Clashes with Sunni and Shi'ite Muslim insurgents in Iraq raised the U.S. death toll there by more than 200 in April and May alone. The two-month figure compares with the 138 U.S. soldiers who died during the major combat operations in Iraq that Bush declared over on May 1, 2003.

Official Pentagon statistics show 802 U.S. dead and 4,682 wounded in Operation Iraqi Freedom as of Friday morning. Another 122 have died and 310 have been wounded as part of Operation Enduring Freedom, mainly in Afghanistan.

The official figures do not include at least five soldiers in Iraq and four in Afghanistan killed during the weekend.

Bush, who avoided combat in Vietnam while serving as a pilot in the Texas Air National Guard, has fashioned himself as a strong president presiding at a time of war for his re-election campaign against Democratic presidential candidate John Kerry, a decorated Vietnam veteran.
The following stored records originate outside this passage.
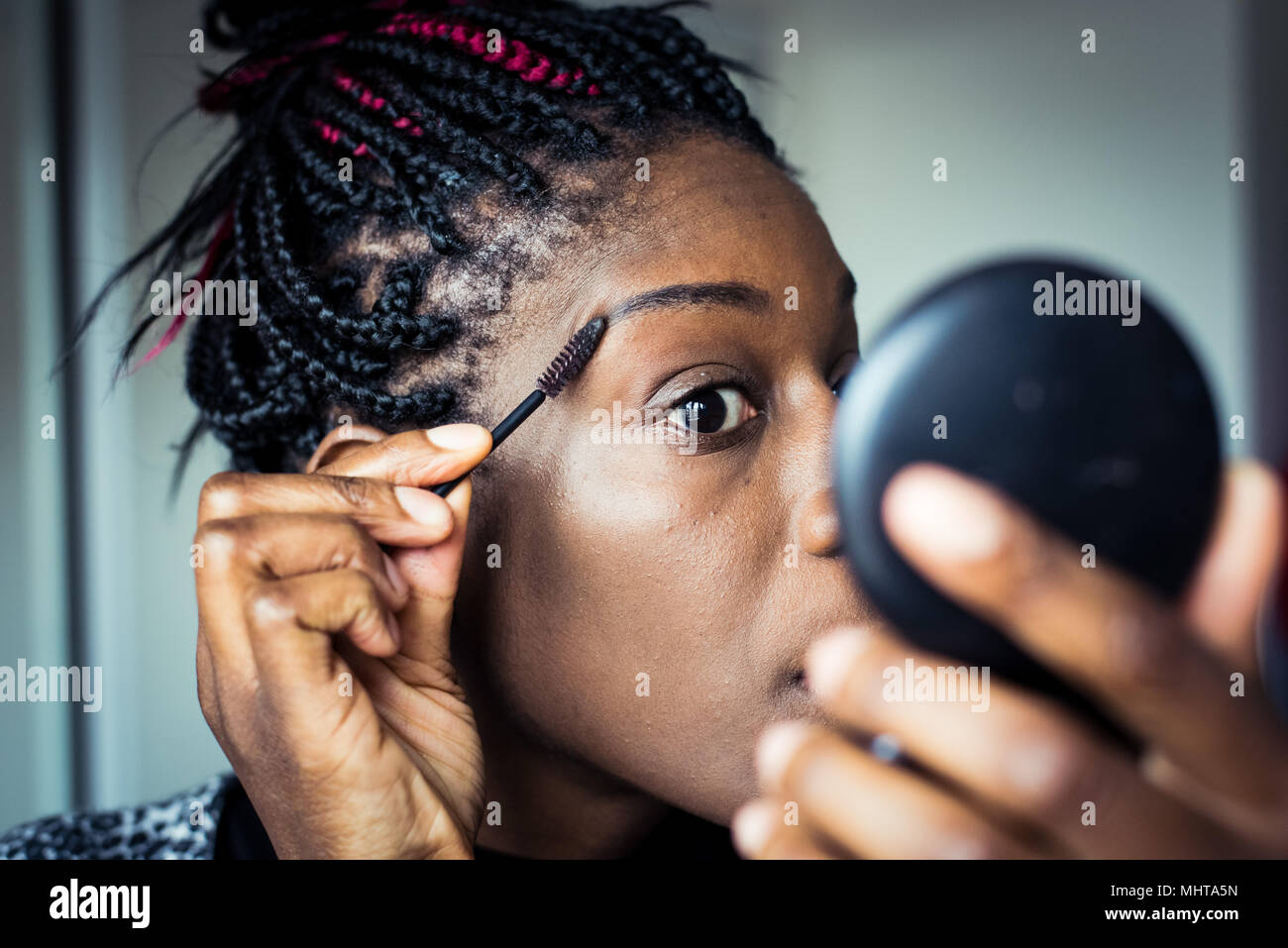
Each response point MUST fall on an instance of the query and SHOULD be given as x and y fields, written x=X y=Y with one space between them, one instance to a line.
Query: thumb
x=1223 y=600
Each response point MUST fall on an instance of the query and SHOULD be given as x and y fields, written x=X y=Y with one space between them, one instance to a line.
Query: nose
x=818 y=527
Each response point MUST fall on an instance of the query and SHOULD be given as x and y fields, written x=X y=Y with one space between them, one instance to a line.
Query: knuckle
x=1051 y=776
x=268 y=605
x=356 y=492
x=219 y=539
x=975 y=845
x=1035 y=570
x=1140 y=653
x=220 y=496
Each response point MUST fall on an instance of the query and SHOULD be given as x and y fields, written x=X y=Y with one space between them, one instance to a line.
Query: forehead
x=711 y=211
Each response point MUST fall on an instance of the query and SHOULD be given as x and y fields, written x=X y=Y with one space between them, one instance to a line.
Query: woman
x=619 y=646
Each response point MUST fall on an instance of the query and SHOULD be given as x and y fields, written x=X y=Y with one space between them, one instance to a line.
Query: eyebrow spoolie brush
x=565 y=368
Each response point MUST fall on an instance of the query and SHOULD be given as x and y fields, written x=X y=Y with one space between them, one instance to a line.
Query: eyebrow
x=724 y=294
x=728 y=294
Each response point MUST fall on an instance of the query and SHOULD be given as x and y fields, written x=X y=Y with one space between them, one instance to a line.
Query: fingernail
x=395 y=578
x=777 y=747
x=752 y=828
x=423 y=506
x=945 y=515
x=831 y=660
x=456 y=437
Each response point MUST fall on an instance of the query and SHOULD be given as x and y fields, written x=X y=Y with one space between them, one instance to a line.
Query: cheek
x=636 y=623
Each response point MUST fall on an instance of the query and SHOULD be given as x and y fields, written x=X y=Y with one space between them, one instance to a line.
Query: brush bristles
x=574 y=357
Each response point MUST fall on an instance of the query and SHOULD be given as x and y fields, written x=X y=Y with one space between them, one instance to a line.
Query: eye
x=842 y=371
x=711 y=411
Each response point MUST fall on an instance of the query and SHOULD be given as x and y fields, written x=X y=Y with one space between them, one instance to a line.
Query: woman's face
x=655 y=582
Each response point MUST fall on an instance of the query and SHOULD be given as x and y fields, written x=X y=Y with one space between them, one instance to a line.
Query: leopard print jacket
x=181 y=826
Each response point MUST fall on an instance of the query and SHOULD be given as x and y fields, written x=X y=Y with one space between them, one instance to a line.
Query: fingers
x=764 y=828
x=279 y=545
x=1228 y=587
x=395 y=515
x=433 y=575
x=417 y=458
x=1019 y=755
x=868 y=807
x=249 y=558
x=336 y=601
x=1095 y=626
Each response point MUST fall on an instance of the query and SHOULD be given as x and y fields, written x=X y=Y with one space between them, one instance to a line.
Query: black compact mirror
x=1064 y=386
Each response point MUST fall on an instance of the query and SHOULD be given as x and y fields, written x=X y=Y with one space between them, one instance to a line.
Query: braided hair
x=434 y=104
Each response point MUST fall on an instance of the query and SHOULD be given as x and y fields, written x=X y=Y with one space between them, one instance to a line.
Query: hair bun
x=254 y=26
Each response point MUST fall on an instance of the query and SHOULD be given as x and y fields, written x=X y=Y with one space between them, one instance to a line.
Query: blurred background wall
x=1121 y=156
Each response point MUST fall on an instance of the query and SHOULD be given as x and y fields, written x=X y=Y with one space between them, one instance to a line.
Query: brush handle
x=500 y=433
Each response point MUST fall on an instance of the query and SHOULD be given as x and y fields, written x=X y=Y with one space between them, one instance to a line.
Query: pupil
x=704 y=412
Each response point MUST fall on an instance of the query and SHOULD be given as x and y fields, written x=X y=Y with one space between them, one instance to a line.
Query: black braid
x=428 y=124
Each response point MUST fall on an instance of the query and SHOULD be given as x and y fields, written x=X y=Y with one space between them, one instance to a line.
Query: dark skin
x=711 y=572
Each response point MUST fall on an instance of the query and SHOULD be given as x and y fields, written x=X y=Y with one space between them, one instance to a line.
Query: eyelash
x=716 y=441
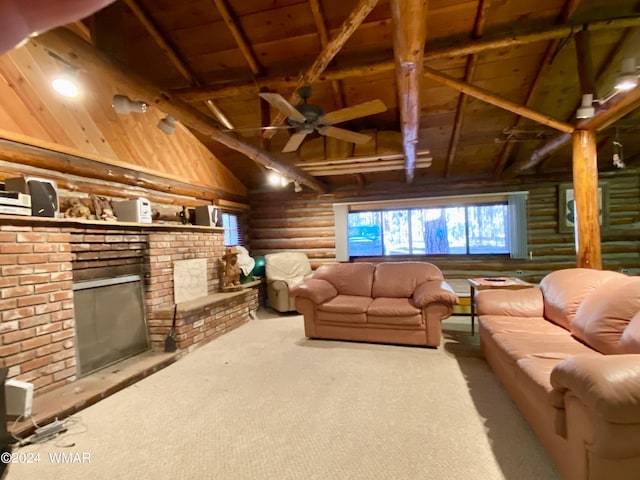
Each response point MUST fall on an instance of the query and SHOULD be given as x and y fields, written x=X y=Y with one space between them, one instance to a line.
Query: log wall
x=281 y=221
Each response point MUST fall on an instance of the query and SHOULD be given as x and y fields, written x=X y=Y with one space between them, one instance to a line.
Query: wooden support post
x=409 y=35
x=585 y=194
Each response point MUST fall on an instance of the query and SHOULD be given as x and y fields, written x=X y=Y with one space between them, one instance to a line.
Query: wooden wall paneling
x=92 y=128
x=19 y=116
x=24 y=107
x=38 y=67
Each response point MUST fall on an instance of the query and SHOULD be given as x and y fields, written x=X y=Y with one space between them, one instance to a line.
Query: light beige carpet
x=264 y=402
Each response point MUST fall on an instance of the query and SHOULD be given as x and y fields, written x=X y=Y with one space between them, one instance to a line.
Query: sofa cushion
x=400 y=279
x=535 y=373
x=346 y=304
x=395 y=307
x=605 y=313
x=564 y=290
x=541 y=345
x=630 y=341
x=500 y=323
x=348 y=278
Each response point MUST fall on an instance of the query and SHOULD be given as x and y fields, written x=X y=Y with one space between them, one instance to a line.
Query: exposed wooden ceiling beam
x=509 y=41
x=568 y=11
x=353 y=21
x=409 y=34
x=604 y=76
x=586 y=72
x=493 y=99
x=467 y=48
x=614 y=110
x=78 y=52
x=173 y=56
x=239 y=36
x=478 y=30
x=323 y=33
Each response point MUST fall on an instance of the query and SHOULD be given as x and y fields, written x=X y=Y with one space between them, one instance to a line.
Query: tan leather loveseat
x=568 y=353
x=395 y=302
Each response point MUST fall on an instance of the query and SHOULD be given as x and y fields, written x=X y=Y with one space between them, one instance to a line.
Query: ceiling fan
x=307 y=118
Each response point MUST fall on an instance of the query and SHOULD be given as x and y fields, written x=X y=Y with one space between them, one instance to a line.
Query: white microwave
x=137 y=210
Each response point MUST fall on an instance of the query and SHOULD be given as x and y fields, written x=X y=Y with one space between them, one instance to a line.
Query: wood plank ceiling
x=489 y=88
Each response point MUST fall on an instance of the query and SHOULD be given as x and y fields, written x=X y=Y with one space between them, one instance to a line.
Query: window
x=232 y=235
x=481 y=225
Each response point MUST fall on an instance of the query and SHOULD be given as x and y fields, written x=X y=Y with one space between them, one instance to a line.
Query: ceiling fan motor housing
x=311 y=112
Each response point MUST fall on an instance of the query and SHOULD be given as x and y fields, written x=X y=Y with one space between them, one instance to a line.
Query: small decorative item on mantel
x=231 y=277
x=104 y=210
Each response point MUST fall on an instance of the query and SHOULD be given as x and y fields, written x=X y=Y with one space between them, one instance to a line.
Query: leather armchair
x=283 y=270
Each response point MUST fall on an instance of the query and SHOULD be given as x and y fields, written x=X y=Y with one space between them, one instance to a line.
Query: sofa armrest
x=278 y=284
x=434 y=291
x=315 y=289
x=527 y=302
x=608 y=385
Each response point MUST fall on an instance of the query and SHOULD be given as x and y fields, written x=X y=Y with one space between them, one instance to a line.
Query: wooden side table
x=487 y=283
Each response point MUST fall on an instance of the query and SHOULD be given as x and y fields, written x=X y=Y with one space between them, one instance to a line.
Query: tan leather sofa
x=283 y=270
x=395 y=302
x=568 y=353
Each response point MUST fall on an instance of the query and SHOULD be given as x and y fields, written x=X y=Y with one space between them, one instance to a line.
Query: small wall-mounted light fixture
x=628 y=78
x=66 y=85
x=586 y=109
x=167 y=124
x=124 y=105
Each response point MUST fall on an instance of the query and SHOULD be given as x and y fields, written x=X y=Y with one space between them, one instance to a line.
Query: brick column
x=37 y=336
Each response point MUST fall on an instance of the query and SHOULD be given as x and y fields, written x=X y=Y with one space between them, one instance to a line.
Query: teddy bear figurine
x=231 y=269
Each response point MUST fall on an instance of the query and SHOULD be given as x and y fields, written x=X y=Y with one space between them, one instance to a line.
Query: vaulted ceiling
x=480 y=90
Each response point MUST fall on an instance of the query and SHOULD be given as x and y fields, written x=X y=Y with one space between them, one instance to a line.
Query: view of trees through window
x=459 y=230
x=231 y=236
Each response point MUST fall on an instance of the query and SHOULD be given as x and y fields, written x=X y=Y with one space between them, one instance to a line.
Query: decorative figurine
x=231 y=269
x=77 y=209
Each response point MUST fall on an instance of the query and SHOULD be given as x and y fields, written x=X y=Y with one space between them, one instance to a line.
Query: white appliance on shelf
x=208 y=215
x=136 y=210
x=19 y=398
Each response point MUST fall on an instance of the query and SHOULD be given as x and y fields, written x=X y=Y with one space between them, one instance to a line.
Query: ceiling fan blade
x=255 y=129
x=356 y=111
x=343 y=134
x=295 y=141
x=278 y=101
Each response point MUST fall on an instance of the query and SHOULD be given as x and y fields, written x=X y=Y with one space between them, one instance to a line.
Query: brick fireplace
x=41 y=259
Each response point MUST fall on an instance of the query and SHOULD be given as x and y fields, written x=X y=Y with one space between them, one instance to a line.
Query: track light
x=586 y=109
x=628 y=78
x=124 y=105
x=167 y=124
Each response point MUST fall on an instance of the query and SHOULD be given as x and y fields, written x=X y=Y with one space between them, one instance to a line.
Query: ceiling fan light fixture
x=124 y=105
x=586 y=109
x=167 y=124
x=628 y=78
Bush spoke on Saturday at Washington's new World War II memorial and will visit France on June 6 for the 60th anniversary of the Normandy invasion.

Kerry made his own Memorial Day visit to the Vietnam Veterans' memorial, where he laid a wreath with the family of a soldier who died in 1976 of battle injuries he suffered in 1968. Kerry had pushed to have the man's name added to the list of 58,000 Vietnam fatalities.